Re: [PATCH] RDMA/core: reduce IB_POLL_BATCH constant

From: Arnd Bergmann
Date: Tue Feb 20 2018 - 16:54:42 EST


On Tue, Feb 20, 2018 at 10:14 PM, Parav Pandit <parav@xxxxxxxxxxxx> wrote:
> Hi Arnd Bergmann,
>
>> -----Original Message-----
>> From: linux-rdma-owner@xxxxxxxxxxxxxxx [mailto:linux-rdma-
>> owner@xxxxxxxxxxxxxxx] On Behalf Of Arnd Bergmann
>> Sent: Tuesday, February 20, 2018 2:59 PM
>> To: Doug Ledford <dledford@xxxxxxxxxx>; Jason Gunthorpe <jgg@xxxxxxxx>
>> Cc: Arnd Bergmann <arnd@xxxxxxxx>; Leon Romanovsky
>> <leonro@xxxxxxxxxxxx>; Sagi Grimberg <sagi@xxxxxxxxxxx>; Bart Van Assche
>> <bart.vanassche@xxxxxxxxxxx>; linux-rdma@xxxxxxxxxxxxxxx; linux-
>> kernel@xxxxxxxxxxxxxxx
>> Subject: [PATCH] RDMA/core: reduce IB_POLL_BATCH constant
>>
>> The ib_wc structure has grown to much that putting 16 of them on the stack hits
>> the warning limit for dangerous kernel stack consumption:
>>
>> drivers/infiniband/core/cq.c: In function 'ib_process_cq_direct':
>> drivers/infiniband/core/cq.c:78:1: error: the frame size of 1032 bytes is larger
>> than 1024 bytes [-Werror=frame-larger-than=]
>>
>> Using half that number brings us comfortably below that limit again.
>>
>> Fixes: 02d8883f520e ("RDMA/restrack: Add general infrastructure to track
>> RDMA resources")
>
> It is not clear to me how above commit 02d8883f520e introduced this stack issue.

My mistake, I misread the git history.

I did a proper bisection now and ended up with the commit that added the
IB_POLL_BACK sized array on the stack, i.e. commit 246d8b184c10 ("IB/cq:
Don't force IB_POLL_DIRECT poll context for ib_process_cq_direct")

> Bodong and I came across ib_wc size increase in [1] and it was fixed in [2].
> Did you hit this error after/before applying patch [2]?
>
> [1] https://www.spinics.net/lists/linux-rdma/msg50754.html
> [2] https://patchwork.kernel.org/patch/10159623/

I did the analysis a few weeks ago when I first hit the problem but
didn't send it
out at the time.
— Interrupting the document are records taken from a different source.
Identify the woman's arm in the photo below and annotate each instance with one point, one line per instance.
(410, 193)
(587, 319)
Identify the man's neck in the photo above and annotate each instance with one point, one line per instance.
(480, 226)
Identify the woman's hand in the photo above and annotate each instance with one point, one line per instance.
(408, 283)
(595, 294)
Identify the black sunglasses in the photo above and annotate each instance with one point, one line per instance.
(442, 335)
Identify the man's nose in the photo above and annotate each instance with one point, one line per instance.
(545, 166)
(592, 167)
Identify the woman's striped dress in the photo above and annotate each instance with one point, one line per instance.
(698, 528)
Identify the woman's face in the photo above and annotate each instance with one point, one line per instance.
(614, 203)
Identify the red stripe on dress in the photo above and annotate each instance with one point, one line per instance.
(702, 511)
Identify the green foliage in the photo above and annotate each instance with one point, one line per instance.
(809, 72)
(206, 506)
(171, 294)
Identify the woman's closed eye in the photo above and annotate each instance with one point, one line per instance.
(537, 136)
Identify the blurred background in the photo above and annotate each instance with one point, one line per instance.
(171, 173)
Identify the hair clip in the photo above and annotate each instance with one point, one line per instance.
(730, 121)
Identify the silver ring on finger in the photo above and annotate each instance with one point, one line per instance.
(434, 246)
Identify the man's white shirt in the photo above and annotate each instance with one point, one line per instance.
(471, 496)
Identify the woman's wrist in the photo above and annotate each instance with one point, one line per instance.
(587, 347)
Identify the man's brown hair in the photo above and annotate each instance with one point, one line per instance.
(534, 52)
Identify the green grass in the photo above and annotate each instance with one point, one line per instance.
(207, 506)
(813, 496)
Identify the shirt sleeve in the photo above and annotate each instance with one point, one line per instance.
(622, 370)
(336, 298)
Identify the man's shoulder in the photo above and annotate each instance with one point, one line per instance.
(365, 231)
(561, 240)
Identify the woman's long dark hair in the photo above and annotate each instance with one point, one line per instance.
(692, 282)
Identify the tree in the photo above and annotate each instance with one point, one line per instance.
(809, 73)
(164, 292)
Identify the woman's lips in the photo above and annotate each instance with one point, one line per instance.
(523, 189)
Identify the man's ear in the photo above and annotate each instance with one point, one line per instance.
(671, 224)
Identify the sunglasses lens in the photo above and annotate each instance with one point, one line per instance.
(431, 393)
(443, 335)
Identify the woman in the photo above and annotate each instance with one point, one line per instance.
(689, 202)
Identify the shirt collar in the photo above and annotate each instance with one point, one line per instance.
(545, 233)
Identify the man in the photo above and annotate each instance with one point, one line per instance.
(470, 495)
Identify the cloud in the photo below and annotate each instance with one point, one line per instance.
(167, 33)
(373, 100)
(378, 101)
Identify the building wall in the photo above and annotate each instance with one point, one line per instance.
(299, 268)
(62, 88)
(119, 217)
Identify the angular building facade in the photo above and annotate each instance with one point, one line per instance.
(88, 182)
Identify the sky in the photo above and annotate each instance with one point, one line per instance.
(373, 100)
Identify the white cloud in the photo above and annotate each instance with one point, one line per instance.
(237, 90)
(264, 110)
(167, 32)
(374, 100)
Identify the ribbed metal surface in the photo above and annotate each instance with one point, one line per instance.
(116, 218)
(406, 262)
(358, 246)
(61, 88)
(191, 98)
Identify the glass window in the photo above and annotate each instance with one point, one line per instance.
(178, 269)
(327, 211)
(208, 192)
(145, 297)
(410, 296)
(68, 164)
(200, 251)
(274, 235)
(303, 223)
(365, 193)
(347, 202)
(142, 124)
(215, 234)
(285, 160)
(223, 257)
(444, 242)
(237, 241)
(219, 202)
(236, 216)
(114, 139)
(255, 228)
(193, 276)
Today I saw the problem still persists on mainline (4.16-rc2),
which does contain the patch from [2].

What I see is that 'ib_wc' is now exactly 59 bytes on 32-bit ARM, plus 5 bytes
of padding, so 16 of them gets us exactly the warning limit, and then there
are a few bytes for the function itself.

Arnd